21年度からは、新たな実践も動き出す。オリジナルの「道徳」だ。

「新学習指導要領の改訂のポイントに道徳教育の充実があります。道徳の学習を進めるに当たり『自分自身』『人とのかかわり』『社会とのかかわり』『生命や自然など崇高なものとのかかわり』という4つの視点がありますが、21年度からはこれら視点の学びをさらに深め、多角的・多面的に物事を捉え思考する力を養いたい。デザイン思考の最初のフェーズは他者への共感ですから、道徳を深く学べば共感力が格段にアップし、探究の質も向上するのではと考えています。

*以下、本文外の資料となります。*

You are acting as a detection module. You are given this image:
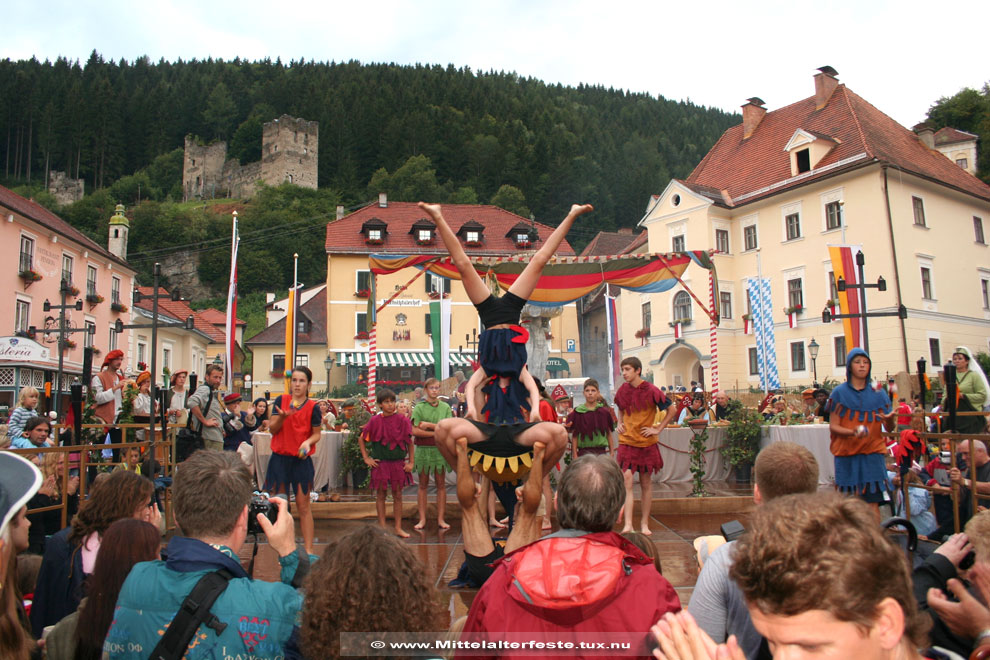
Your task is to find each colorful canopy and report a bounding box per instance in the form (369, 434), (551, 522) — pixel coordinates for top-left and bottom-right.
(369, 250), (718, 323)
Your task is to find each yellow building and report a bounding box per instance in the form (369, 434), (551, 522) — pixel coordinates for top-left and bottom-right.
(322, 195), (580, 389)
(619, 67), (990, 389)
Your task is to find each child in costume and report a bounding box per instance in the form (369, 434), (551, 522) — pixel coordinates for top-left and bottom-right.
(615, 357), (673, 536)
(358, 388), (416, 538)
(564, 378), (615, 458)
(412, 378), (453, 529)
(828, 348), (897, 515)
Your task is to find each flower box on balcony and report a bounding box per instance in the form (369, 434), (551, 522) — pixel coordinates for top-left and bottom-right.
(17, 268), (41, 282)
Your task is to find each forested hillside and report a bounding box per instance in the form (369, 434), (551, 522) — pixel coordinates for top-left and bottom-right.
(0, 52), (739, 292)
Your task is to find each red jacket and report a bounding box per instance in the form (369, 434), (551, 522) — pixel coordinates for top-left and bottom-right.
(457, 532), (681, 660)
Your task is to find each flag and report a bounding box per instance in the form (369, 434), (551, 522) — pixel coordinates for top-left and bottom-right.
(225, 211), (241, 390)
(828, 245), (863, 350)
(746, 277), (780, 391)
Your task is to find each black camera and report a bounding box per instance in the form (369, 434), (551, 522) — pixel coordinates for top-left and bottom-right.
(248, 491), (278, 535)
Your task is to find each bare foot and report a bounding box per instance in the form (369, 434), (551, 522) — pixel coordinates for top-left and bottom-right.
(417, 202), (443, 222)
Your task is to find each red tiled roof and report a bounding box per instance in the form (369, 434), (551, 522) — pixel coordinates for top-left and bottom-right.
(581, 231), (639, 257)
(0, 186), (131, 268)
(137, 286), (227, 344)
(244, 287), (327, 346)
(326, 202), (574, 255)
(935, 126), (980, 145)
(685, 85), (990, 206)
(199, 307), (247, 326)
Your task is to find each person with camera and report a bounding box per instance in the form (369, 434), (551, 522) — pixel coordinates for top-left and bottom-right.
(103, 450), (315, 660)
(186, 364), (223, 451)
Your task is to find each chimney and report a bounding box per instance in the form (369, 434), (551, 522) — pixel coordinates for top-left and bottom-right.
(911, 121), (935, 149)
(742, 96), (767, 140)
(815, 66), (839, 110)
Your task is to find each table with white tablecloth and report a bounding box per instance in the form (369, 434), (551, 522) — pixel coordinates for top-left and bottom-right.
(251, 431), (347, 490)
(760, 424), (835, 486)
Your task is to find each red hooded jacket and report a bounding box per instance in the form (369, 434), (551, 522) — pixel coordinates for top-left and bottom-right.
(457, 532), (681, 660)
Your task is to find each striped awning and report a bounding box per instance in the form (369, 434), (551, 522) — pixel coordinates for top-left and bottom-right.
(337, 351), (476, 367)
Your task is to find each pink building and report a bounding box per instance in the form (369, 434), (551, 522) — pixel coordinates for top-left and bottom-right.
(0, 186), (134, 414)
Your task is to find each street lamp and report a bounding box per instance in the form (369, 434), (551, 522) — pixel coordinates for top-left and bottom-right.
(808, 337), (820, 388)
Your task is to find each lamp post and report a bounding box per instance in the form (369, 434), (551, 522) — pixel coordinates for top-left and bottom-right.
(808, 337), (820, 389)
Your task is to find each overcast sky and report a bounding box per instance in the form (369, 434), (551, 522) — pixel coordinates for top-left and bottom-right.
(0, 0), (990, 127)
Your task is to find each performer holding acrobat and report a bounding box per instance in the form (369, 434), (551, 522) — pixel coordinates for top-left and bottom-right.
(419, 202), (592, 482)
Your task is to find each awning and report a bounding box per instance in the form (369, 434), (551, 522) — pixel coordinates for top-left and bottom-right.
(337, 351), (476, 367)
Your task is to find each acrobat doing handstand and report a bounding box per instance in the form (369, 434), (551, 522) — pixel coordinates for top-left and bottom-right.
(419, 202), (592, 483)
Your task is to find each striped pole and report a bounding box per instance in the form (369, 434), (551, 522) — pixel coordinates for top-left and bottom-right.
(708, 271), (718, 392)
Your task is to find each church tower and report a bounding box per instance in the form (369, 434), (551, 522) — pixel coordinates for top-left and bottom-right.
(107, 204), (131, 261)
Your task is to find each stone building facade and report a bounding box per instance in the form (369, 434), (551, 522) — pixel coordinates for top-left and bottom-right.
(182, 115), (320, 201)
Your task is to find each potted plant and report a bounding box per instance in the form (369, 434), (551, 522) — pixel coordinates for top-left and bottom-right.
(340, 400), (371, 488)
(720, 399), (763, 482)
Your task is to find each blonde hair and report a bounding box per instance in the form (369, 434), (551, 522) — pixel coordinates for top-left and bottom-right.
(17, 385), (41, 408)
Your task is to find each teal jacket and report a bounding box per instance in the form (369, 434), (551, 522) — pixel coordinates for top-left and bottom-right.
(103, 537), (315, 660)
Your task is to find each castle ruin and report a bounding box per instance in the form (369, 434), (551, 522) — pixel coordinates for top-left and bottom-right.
(182, 115), (320, 201)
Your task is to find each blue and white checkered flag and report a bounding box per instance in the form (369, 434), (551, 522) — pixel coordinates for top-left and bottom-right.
(746, 277), (780, 390)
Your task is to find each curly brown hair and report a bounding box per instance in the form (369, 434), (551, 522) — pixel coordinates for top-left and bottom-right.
(69, 470), (155, 548)
(301, 525), (449, 658)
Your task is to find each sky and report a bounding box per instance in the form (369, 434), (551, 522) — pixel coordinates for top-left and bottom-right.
(0, 0), (990, 127)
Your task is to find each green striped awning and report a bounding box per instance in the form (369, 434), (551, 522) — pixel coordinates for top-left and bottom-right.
(337, 351), (475, 367)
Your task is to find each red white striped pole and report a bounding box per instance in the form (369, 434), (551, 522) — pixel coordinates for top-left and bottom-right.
(708, 271), (718, 392)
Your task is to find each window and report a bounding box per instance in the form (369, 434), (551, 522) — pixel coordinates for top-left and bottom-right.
(911, 197), (928, 227)
(718, 291), (732, 319)
(921, 266), (935, 300)
(787, 277), (804, 308)
(832, 335), (849, 367)
(928, 337), (942, 371)
(86, 266), (96, 296)
(354, 270), (371, 291)
(62, 254), (72, 284)
(715, 229), (729, 254)
(423, 273), (450, 293)
(14, 300), (29, 332)
(18, 236), (34, 273)
(743, 225), (759, 250)
(825, 202), (842, 231)
(674, 291), (691, 321)
(784, 213), (801, 241)
(791, 341), (808, 371)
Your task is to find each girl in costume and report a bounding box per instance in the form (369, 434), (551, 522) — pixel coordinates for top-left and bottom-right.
(265, 367), (322, 554)
(564, 378), (615, 458)
(358, 388), (416, 538)
(828, 348), (897, 515)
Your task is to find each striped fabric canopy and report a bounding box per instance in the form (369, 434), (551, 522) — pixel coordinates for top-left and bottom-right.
(369, 250), (719, 324)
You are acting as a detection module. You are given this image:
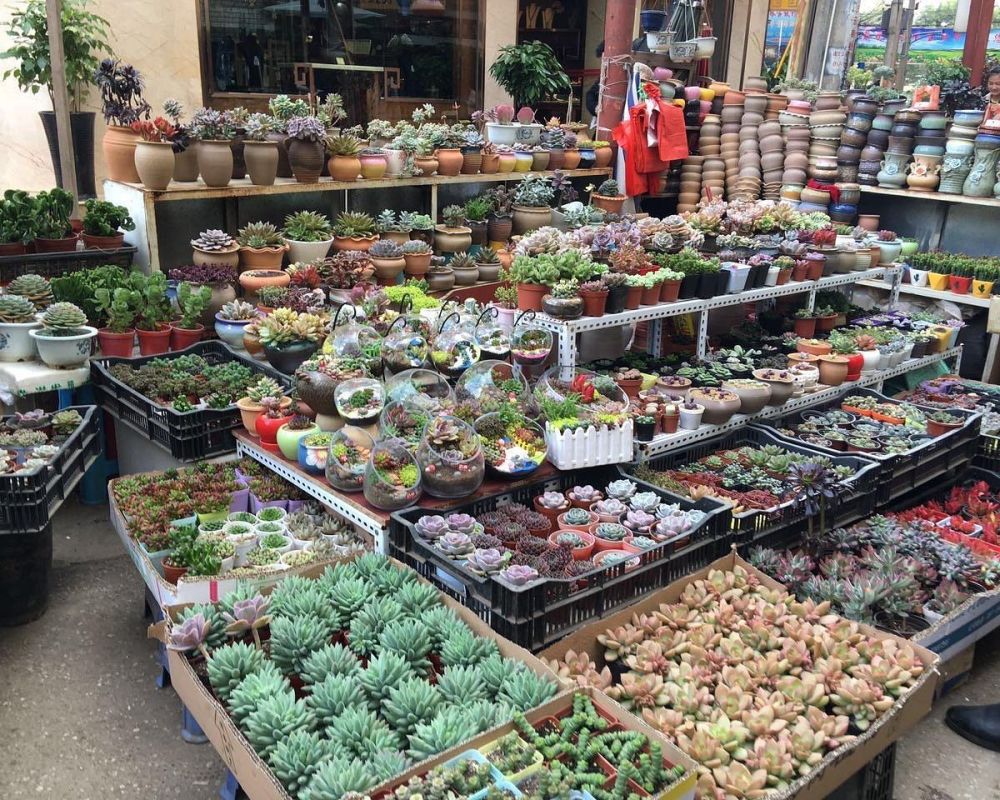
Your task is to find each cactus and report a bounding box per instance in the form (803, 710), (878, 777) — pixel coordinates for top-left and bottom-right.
(191, 230), (237, 253)
(42, 303), (87, 336)
(6, 272), (54, 311)
(0, 294), (36, 323)
(208, 642), (264, 703)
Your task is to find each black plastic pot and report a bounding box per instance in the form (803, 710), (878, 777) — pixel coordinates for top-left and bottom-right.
(38, 111), (97, 200)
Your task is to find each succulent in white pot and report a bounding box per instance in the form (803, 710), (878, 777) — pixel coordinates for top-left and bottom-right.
(28, 303), (97, 368)
(0, 294), (41, 361)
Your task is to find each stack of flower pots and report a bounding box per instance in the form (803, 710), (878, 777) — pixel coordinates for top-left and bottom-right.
(938, 109), (984, 194)
(876, 109), (920, 189)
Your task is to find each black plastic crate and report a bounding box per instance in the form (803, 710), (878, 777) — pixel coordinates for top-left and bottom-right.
(621, 425), (880, 544)
(389, 468), (730, 652)
(90, 341), (289, 461)
(0, 406), (101, 534)
(0, 246), (135, 283)
(754, 389), (982, 504)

また、最近の子どもはレジリエンスが弱いといわれますが、私もそう感じる場面があります。探究を進める中では失敗もたくさんしますし、しなやかに立ち直れる力を養う手助けも道徳の中でできたらと思います。今、大学院で臨床心理学を勉強してきた先生が中心になって、新たなカリキュラムを作っているところ。脳科学や心理学をベースとしたものになる予定で、私も楽しみながら取り組んでいます」

従来の道徳とはまたアプローチが異なるようで、実に興味深い。新学習指導要領が示す教育にマッチしつつ、独自の実践を展開する同校の取り組みは、今後も注目を集めそうだ。